3 Catalysts For Current Crop Protection Supply Issues
“I’ve never seen so much emotion in the marketplace.” says Randy Canady, CEO of Atticus, who has 32 years of experience in the crop protection industry.
He’s referring to 2021’s tight supplies of glyphosate, glufosinate and S-metolachlor as well as other crop protection supplies. Canady says the Atticus team started to see the writing on the wall with how supplies for 2021 were shaping up in November of 2020. As such, he led his team to do three things: communicate with retailers, sell what they know they’ll have in inventory, and be ready to adjust to changing factors.

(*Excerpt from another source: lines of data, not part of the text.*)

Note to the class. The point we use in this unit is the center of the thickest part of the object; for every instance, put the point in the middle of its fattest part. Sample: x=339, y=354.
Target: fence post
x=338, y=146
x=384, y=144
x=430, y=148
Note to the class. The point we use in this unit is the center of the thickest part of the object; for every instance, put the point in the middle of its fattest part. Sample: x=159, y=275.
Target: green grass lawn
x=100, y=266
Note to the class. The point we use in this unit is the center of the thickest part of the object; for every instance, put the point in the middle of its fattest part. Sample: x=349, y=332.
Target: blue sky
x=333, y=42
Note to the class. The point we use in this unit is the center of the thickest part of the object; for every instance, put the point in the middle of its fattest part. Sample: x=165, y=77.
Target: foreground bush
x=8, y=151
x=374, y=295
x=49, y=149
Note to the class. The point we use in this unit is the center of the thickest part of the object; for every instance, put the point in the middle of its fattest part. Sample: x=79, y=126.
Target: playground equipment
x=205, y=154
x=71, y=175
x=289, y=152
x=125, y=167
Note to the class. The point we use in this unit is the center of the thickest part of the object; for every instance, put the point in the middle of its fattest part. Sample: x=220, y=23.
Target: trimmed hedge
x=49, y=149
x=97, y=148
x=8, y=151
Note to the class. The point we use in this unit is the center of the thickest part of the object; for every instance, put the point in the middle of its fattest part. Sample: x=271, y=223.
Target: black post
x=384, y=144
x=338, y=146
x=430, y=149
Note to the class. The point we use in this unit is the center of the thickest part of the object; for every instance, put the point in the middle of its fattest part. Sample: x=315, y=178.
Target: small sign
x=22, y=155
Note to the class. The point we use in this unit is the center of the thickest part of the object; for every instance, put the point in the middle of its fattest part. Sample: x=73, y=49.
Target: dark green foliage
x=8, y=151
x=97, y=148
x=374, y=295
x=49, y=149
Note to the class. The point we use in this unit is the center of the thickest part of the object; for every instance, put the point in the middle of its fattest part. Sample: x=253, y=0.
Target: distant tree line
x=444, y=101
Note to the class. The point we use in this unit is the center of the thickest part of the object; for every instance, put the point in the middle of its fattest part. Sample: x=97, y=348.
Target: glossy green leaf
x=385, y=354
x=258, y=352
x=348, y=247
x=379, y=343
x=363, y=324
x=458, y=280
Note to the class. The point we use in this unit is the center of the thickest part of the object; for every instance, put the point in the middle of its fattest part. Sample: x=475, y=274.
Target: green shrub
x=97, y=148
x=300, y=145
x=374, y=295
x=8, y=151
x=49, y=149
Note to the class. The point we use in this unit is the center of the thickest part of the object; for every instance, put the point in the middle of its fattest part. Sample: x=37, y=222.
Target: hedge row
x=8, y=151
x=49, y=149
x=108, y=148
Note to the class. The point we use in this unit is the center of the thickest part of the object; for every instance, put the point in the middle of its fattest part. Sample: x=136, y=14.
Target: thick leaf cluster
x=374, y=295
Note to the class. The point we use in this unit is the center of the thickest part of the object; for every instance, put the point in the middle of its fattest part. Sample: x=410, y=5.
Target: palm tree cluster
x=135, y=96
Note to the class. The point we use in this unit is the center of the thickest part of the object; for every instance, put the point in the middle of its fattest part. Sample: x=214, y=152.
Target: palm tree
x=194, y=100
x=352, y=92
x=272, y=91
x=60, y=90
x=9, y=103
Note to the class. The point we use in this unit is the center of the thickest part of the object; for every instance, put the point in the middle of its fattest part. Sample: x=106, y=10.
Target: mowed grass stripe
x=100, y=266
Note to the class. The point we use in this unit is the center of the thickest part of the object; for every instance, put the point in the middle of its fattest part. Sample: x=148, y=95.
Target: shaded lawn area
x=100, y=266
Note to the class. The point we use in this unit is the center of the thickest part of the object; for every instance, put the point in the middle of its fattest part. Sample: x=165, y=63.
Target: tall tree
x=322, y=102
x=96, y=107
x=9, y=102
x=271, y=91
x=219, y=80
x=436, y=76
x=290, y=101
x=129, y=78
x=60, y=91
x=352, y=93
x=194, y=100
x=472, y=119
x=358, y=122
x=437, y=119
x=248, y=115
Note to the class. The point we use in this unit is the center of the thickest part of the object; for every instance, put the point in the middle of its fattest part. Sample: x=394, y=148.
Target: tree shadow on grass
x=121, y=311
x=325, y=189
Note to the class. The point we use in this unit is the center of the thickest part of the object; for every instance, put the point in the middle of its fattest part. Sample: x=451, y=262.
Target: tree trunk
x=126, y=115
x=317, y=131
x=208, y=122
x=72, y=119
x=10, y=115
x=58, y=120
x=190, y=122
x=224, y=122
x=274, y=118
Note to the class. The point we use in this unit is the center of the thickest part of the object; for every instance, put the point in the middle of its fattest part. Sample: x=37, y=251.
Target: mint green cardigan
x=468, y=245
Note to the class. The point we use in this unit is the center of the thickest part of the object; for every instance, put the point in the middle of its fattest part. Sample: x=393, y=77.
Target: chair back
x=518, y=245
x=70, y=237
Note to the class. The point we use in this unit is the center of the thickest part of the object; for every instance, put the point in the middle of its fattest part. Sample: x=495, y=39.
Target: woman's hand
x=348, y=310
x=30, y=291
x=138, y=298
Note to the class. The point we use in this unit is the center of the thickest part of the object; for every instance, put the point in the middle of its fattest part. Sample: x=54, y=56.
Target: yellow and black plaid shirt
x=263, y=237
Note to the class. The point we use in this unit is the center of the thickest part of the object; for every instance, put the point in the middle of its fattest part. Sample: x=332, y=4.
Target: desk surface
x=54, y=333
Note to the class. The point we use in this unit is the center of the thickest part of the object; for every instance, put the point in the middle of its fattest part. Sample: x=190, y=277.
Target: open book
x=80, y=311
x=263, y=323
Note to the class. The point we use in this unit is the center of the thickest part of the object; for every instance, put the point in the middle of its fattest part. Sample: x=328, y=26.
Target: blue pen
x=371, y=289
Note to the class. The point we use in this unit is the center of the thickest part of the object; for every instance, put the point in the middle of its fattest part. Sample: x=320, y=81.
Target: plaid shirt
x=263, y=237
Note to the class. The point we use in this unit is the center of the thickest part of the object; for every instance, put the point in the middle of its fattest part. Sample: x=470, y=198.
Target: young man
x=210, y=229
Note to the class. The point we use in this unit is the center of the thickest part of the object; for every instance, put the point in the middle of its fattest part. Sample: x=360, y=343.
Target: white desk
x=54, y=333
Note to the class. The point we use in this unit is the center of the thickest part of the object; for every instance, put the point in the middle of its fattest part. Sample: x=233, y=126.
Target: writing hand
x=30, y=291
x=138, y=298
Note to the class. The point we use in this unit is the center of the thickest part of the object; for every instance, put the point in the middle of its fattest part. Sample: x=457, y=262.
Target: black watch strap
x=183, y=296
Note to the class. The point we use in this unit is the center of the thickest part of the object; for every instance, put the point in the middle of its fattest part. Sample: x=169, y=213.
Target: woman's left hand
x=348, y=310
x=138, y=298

“Bad news is best delivered early,” he says. “So we let our sales people know what we had and when we had it. We did not oversell our inventory.”
Canady and the team at Atticus are in their seventh season since launching the post-patent crop protection company, and he highlights the current supply chain challenges in crop protection aren’t just due to the COVID-19 pandemic’s long-tail of logistical issues.
“We’re willing to sacrifice profitability in order to deliver on reliability,” he says. “It’s important to know that the current state of things is really that a series of three progressive events landed us in the challenge we now face. Initial stress fractures were amplified by tariffs and further exacerbated with COVID-19, erupting supply fragility to its limits.”
The Atticus team posted a blog about the supply chain, which can be found here.
And here are some highlights Canady wants to underscore:
- Global manufacturing of crop protection products, notably in China and India, started experiencing negative influences four years ago in 2017. Consolidation of plants between 2017 and 2018 cut the number of factories in half.
- Then in September 2018, tranches of tariffs on goods from China started to take effect.
- COVID-19 has a long-tail of impacts for product cost, logistical challenges and more.
Going forward, Canady expects these challenges to persist as more of the same through 2022.
“I know we will make mistakes, but indecisiveness will not be one of them at Atticus,” he says. “We have to make bold decisions. We need to be deliberate with the time we have to source, import, formulate, package, get wheels under it, and then load into a warehouse—and it’s always later than you think.”
He concludes by saying, “When faced with potentially confrontational or emotional topics, that’s when effective communication and active engagement work together to create desired outcomes; that’s how we define accountability.”